The Protestant Reformation was the 16th-century religious, political, intellectual and cultural movement which critisized Catholic Europe. In northern and central Europe, reformers like Martin Luther, John Calvin and Henry VIII challenged papal authority and questioned the Catholic Church’s ability to define Christian practice. They argued for a religious and political redistribution of power into the hands of Bible- and pamphlet-reading pastors and princes. The disruption lead to wars and persecutions. The reaction of the Catholic church is known as the Counter-Reformation.
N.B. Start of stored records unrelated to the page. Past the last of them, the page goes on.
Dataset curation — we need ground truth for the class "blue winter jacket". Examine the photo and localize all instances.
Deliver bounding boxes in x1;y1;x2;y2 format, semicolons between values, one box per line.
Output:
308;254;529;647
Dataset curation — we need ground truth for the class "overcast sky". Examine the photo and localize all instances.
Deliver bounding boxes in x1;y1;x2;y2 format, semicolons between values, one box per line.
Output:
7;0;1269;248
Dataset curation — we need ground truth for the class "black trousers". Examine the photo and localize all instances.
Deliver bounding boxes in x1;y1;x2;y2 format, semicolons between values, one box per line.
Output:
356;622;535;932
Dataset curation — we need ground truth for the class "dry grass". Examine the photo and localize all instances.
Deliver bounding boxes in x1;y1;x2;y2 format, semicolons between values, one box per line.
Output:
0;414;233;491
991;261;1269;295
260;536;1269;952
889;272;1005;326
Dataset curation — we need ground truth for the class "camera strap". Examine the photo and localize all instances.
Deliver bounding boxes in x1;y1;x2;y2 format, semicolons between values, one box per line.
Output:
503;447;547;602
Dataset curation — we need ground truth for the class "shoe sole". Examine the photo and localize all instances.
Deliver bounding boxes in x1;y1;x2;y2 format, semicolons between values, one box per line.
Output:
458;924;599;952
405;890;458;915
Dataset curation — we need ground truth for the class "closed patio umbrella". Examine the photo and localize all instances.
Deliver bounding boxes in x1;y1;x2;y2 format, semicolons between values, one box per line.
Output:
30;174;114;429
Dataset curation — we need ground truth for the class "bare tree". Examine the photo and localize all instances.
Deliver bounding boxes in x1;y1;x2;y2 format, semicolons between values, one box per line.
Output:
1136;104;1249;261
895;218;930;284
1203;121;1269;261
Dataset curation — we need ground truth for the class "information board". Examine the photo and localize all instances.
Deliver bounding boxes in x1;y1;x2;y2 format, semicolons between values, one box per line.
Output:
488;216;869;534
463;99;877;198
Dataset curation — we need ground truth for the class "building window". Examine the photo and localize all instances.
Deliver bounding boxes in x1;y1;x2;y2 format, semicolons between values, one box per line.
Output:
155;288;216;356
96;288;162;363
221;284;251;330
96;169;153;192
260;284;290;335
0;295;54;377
Reformation started in 1517 with the publication of Martin Luther’s “95 Theses.” Its ending can be placed anywhere from the 1555 Peace of Augsburg, which allowed for the coexistence of Catholicism and Lutheranism in Germany or the 1648 Treaty of Westphalia, which ended the Thirty Years’ War.
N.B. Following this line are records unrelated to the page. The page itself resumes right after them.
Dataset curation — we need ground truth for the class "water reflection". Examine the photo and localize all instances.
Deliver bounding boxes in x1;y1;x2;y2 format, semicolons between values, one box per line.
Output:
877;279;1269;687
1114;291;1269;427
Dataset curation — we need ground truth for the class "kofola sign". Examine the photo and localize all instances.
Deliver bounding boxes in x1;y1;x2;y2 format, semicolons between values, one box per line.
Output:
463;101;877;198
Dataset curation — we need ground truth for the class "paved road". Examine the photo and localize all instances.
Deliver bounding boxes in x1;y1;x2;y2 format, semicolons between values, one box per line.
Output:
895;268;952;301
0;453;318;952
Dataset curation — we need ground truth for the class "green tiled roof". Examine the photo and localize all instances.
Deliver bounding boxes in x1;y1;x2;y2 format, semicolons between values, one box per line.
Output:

Luther and the other reformers became the first to skillfully use the power of the printing press to give their ideas a wide audience.
A) The Reformation: Germany and Lutheranism
Martin Luther (1483-1546) was an Augustinian monk and university lecturer in Wittenberg when he composed his “95 Theses,” which protested the pope’s sale of reprieves from penance, or indulgences. Although he had hoped to spur renewal from within the church, in 1521 he was summoned before the Diet of Worms and excommunicated. Sheltered by Friedrich, elector of Saxony, Luther translated the Bible into German and continued his output of vernacular pamphlets.
When German peasants, inspired in part by Luther’s empowering “priesthood of all believers,” revolted in 1524, Luther sided with Germany’s princes. By the Reformation’s end, Lutheranism had become the state religion throughout much of Germany, Scandinavia and the Baltics.
B) The Reformation: Switzerland and Calvinism
The Swiss Reformation began in 1519 with the sermons of Ulrich Zwingli, whose ideas were similar to Luther’s. In 1541 John Calvin, a French Protestant was invited to settle in Geneva and put his Reformed doctrine into practice. He defended the idea of humanity’s predestined fate. The result was a theocratic regime of enforced, austere morality.
Calvin’s Geneva became a home for Protestant exiles, and his doctrines quickly spread to Scotland, France, Transylvania and the Low Countries, where Dutch Calvinism became a religious and economic force for the next 400 years.